Beginning with several murders — for the whole system runs on bloodshed — Garrone's film interweaves several characters' stories. We follow a frightened a mob bagman, a 13-year-old kid who joins the Camorra, a tailor who's teaching illegal Chinese workers the tricks of high fashion couture. The deadliest is the most respectable: a sleek, silver-haired fixer who arranges for businesses to dump toxic waste in fields where it poisons those living in the communities nearby.

As we follow the action, we start to grasp the globalizing power of the Camorra, which deals in everything from trafficked humans to the designer clothes the movie shows Hollywood actresses wearing on the red carpet.

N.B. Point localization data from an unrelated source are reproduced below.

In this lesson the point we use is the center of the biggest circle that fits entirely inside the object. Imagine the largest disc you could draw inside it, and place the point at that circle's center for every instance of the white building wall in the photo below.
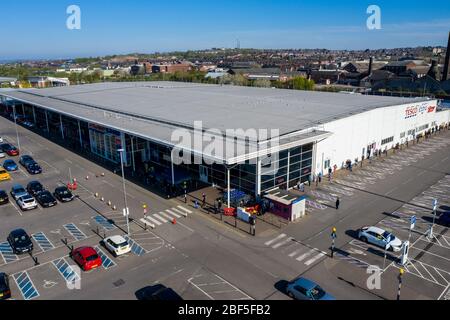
(352, 135)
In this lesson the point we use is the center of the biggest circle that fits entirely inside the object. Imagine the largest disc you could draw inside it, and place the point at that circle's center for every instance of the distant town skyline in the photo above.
(38, 29)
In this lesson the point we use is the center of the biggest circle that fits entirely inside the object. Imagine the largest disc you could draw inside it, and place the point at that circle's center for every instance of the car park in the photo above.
(380, 238)
(4, 175)
(444, 219)
(5, 290)
(4, 199)
(117, 245)
(9, 149)
(10, 165)
(87, 258)
(63, 194)
(24, 160)
(34, 187)
(304, 289)
(20, 241)
(158, 292)
(17, 191)
(46, 199)
(27, 203)
(33, 168)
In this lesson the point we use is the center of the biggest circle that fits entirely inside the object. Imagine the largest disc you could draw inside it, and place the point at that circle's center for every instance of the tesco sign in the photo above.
(411, 112)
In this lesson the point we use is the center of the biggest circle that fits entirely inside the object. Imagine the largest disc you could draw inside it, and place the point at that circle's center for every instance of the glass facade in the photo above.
(298, 160)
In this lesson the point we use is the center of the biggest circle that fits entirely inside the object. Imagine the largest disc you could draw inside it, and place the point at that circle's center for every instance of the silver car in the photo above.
(380, 238)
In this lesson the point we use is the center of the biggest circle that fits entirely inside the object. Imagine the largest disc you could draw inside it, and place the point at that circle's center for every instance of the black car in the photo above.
(24, 160)
(34, 188)
(5, 291)
(20, 241)
(46, 199)
(4, 199)
(63, 194)
(33, 168)
(158, 292)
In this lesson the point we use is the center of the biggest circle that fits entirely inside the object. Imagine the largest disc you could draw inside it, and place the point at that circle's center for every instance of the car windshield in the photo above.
(317, 293)
(21, 239)
(120, 245)
(92, 258)
(386, 235)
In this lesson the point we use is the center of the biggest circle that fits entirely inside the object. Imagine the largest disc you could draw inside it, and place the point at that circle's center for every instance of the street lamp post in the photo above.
(126, 210)
(15, 125)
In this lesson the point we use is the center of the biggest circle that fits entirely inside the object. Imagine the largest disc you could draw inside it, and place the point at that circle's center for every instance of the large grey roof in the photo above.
(155, 109)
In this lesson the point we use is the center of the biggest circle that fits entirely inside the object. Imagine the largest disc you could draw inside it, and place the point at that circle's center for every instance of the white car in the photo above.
(117, 245)
(380, 238)
(26, 203)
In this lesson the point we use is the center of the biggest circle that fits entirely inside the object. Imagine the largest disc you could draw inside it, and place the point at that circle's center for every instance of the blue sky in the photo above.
(37, 29)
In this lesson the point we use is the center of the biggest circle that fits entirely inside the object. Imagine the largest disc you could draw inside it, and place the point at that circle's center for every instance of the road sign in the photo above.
(413, 222)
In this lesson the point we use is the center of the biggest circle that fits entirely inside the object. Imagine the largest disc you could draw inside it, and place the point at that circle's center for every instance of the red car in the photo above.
(9, 149)
(87, 258)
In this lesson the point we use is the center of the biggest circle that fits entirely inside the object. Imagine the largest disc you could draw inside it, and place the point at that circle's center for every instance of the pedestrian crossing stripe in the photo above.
(314, 259)
(166, 216)
(305, 255)
(281, 236)
(184, 209)
(160, 218)
(154, 221)
(173, 213)
(282, 243)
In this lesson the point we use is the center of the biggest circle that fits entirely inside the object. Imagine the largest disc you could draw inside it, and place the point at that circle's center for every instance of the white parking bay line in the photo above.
(282, 243)
(317, 257)
(281, 236)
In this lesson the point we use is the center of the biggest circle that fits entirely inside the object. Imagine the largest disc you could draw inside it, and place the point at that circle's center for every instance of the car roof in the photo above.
(86, 251)
(117, 239)
(376, 230)
(305, 283)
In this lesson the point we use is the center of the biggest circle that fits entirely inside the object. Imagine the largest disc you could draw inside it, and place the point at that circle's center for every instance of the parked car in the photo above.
(87, 258)
(4, 199)
(117, 245)
(5, 290)
(46, 199)
(27, 203)
(158, 292)
(304, 289)
(9, 149)
(20, 241)
(4, 175)
(444, 219)
(33, 168)
(380, 238)
(63, 194)
(10, 165)
(34, 187)
(25, 159)
(17, 191)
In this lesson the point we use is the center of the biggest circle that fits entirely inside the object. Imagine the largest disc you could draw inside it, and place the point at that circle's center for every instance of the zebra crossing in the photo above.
(294, 250)
(165, 216)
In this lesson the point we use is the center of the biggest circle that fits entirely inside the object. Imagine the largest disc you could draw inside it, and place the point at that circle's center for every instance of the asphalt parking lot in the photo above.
(202, 258)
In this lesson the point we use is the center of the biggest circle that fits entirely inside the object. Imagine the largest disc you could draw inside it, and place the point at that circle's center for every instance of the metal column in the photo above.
(79, 134)
(62, 128)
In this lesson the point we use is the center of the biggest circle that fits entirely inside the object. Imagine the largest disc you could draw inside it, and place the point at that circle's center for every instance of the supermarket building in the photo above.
(317, 130)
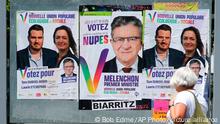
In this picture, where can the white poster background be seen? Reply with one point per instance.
(43, 83)
(198, 19)
(91, 53)
(49, 20)
(151, 26)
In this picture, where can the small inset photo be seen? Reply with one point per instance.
(69, 70)
(197, 67)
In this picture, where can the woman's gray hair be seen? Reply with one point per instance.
(183, 76)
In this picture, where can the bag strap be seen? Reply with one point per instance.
(198, 116)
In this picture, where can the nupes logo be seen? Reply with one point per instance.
(23, 73)
(152, 17)
(24, 17)
(93, 84)
(149, 72)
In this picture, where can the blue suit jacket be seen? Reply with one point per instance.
(49, 58)
(175, 58)
(111, 66)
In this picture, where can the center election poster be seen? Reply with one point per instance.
(107, 47)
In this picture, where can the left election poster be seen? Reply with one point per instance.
(47, 54)
(105, 47)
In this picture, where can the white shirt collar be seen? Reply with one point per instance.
(134, 66)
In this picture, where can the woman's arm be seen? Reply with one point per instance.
(177, 112)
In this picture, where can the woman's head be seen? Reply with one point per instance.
(183, 77)
(191, 40)
(63, 39)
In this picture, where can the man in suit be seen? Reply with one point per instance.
(126, 32)
(68, 66)
(161, 55)
(35, 55)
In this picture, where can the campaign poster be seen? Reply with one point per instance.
(159, 69)
(104, 86)
(47, 54)
(95, 51)
(176, 6)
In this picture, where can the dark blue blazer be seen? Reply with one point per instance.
(49, 58)
(69, 54)
(175, 58)
(195, 56)
(111, 66)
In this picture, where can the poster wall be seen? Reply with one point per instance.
(47, 48)
(178, 24)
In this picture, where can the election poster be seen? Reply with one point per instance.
(104, 85)
(171, 40)
(103, 81)
(47, 54)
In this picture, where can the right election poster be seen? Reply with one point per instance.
(173, 39)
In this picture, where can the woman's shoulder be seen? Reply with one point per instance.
(184, 97)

More importantly, we get a harrowing sense of what it means to live under mob control. The Camorra poisons everything it touches, and in parts of southern Italy, it touches everything. Shot on location, the world of Gomorrah is one of pervasive corruption, violence and fear, a world of harsh landscapes and dire housing projects that seem less a physical geography than a moral hell.

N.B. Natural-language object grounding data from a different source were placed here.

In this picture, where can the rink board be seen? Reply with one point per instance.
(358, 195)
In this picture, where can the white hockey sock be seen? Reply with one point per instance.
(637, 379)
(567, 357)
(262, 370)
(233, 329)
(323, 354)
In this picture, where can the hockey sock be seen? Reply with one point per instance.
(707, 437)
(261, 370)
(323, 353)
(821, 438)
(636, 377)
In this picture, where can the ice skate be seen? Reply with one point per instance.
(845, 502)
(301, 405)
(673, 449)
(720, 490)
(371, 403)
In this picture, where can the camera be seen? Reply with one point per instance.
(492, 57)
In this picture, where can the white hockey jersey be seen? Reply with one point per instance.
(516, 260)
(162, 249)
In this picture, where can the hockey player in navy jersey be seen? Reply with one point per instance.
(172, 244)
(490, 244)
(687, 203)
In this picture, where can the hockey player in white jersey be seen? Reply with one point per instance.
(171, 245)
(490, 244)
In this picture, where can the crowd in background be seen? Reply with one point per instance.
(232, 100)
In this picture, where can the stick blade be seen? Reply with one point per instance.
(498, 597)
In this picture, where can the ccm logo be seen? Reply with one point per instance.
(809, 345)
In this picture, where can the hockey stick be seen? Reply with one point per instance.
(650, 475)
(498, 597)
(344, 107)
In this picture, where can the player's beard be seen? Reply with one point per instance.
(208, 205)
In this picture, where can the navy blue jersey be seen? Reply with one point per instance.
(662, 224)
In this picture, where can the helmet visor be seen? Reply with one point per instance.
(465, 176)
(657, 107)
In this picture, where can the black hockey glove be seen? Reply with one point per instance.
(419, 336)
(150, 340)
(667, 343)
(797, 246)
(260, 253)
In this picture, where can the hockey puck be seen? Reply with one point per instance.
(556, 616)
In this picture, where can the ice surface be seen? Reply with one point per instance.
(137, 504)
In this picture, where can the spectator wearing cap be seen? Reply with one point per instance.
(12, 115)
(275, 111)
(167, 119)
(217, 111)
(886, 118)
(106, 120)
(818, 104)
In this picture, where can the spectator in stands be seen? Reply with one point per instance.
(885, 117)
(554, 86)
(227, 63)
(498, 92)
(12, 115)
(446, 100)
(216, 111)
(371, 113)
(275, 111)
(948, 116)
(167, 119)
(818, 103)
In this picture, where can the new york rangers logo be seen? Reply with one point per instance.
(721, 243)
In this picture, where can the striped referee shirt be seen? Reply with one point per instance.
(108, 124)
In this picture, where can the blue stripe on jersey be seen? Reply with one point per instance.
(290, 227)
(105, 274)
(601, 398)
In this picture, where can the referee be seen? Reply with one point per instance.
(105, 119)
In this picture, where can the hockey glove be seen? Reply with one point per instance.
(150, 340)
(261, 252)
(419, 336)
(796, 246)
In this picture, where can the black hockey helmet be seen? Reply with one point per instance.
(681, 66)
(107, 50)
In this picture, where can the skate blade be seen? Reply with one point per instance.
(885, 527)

Gomorrah is based on a powerful book of the same title that's available here in paperback. It was written by an ambitious young Neapolitan journalist named Roberto Saviano, who witnessed his first murder when he was 13, and saw his own father badly beaten because he called an ambulance for one of the mob's victims. Fueled by righteous anger, Saviano did undercover reporting on the docks and at an illegal textile factory, and even waited tables at Camorra weddings. The result was a passionate, highly personal expose whose visibility annoyed the mob's bosses, who are evidently not avuncular old fellows like Marlon Brando. These dons issued their version of a fatwa back in 2006, and three years later, Saviano, just 29 years old, is still living a life of bodyguards, armored cars and safe houses.

While Saviano's book burns hot — he's implicitly his story's crusading hero — Garrone's approach is cool, detached and almost anthropological. He knows that, in a movie, Saviano's feverish style would make Gomorah exciting in the wrong way — turn it into operatic melodrama or pulp fiction. Featuring no heroes, Garrone's movie is pointedly anti-mythological, never more so than in its treatment of murder. Gomorrah is actually far less violent than The Godfather or Goodfellas, but it seems more brutal, for Garrone offers no cinematically cool deaths, and nobody softens the blow with catchy lines about killing not being personal, only business.

Highly conscious of how it portrays the mafia, Garone's film serves as a useful antidote for those of us who watch and love movies that transform murderers into mythic figures. One of the storylines follows two dumb punks — Marco and Ciro — who like to quote lines from Scarface. The two run giddily wild, in hopes of living large just like Al Pacino's Tony Montana. I won't spoil things by saying what happens, but their story underscores one big difference between Garrone's movie and Hollywood gangster pics: Marco and Ciro watched Scarface and wanted to be him; nobody who sees Gomorrah would ever want to be Marco or Ciro.